"Lux, iyi misin?" Iris endişeli bir sesle sordu ve Lux'un vücudunu hafifçe okşayarak Kutsal Zindan'a giderkenki savaşlarda yaralanıp yaralanmadığını kontrol etti.
"Ben iyiyim," diye cevapladı Lux. "Çağırdığım yaratıklar ve Eiko beni korudu."
"Aferin, Eiko."
Bebek Slime, Iris başını okşarken mutlu bir şekilde gülümsedi. Iris'in yanında duran Astra, bir kez daha efendisi tarafından şımartılan bebek Slime'a burun kıvırdı.
Eiko ise Unicorn'u görmezden geldi. Son rövanş maçında Astra'ya karşı hala galip gelememişti ve Unicorn'u hala rakibi olarak görüyordu.
"Akademi kaç kişi kaybetti?" diye sordu Lux.
"On beş," diye cevapladı Iris üzgün bir şekilde. "On kişi daha yaralandı, ama şu anda tedavi ediliyorlar. Guild'imizin kırk üyesinden neredeyse yarısı yolda öldü. Guild'imizin başkanı Henrietta'ya acıyorum. Guild üyelerimizin ölümleri hakkında mektuplar yazıp ailelerine göndermek zorunda kalacak. Akademi'ye döndüğümüzde yine depresyona gireceğinden eminim."
Lux, Iris'in sözlerini duyduktan sonra sadece içinden iç çekebildi. Bu sefer için Rowan Kabilesi üyelerinin geçici lideri olmasına rağmen, onun gözetiminde ölen insanlar vardı.

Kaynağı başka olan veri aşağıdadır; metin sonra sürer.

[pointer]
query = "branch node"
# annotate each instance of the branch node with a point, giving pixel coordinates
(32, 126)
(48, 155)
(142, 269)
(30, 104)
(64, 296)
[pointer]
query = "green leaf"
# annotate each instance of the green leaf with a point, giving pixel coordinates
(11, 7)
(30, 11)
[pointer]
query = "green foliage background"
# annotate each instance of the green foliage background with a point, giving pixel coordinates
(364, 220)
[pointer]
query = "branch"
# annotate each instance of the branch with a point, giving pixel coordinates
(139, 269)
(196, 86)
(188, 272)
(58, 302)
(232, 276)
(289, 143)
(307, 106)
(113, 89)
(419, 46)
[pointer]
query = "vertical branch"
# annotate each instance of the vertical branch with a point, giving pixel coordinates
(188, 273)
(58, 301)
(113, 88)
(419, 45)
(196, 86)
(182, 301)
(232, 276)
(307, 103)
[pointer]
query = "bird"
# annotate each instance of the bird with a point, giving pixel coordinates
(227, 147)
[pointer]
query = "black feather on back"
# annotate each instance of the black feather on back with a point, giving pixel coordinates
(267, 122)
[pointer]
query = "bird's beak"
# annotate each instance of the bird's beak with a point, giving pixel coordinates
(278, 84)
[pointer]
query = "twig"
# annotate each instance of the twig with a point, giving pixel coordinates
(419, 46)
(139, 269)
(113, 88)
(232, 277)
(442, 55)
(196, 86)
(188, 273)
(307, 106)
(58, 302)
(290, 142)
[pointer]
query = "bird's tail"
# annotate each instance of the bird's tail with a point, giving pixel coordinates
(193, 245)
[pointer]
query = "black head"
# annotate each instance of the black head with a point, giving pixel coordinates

Cai, olanlar için endişelenmesine gerek olmadığını, haberleri büyükbabasına bizzat kendisinin vereceğini söyledi.
Boar'ın tek pişmanlığı, cesetlerini Rowan Kabilesi'ne geri götürüp onlara uygun bir cenaze töreni düzenleyememiş olmasıydı.
"Sen ve grubun daha sonra ne kadar zorlu bir göreve atılacaksınız?" Lux, Iris'in kulağına fısıldadı.
"Cehennem Modu," diye fısıldadı Iris. "Ancak, önceden konuştuğumuz gibi devam edip etmeyeceğimize dair Henrietta'nın kararını beklememiz gerekecek. Beş şifacımızdan üçü öldü, bu yüzden Zindanı fethetmenin zorluğu arttı."
Lux anlayışla başını salladı.
"Güçlerimizi birleştirip Cehennem Modu zorluğuna birlikte meydan okusak nasıl olur?" diye önerdi Lux. "Komuta konusunda, sen Guildmaster olarak kendi üyelerini komuta etmeye odaklan, ben de Rowan Kabilesi'nin üyelerini komuta ederim. Sence bu işe yarar mı?"
Iris, Lux'un önerisini biraz düşündükten sonra Guild Master'ına baktı. Henrietta'nın Lux'un önerisini kabul edip etmeyeceğini bilmiyordu, ama bu teklifi kabul edip etmeyeceğini sormaktan zarar gelmezdi.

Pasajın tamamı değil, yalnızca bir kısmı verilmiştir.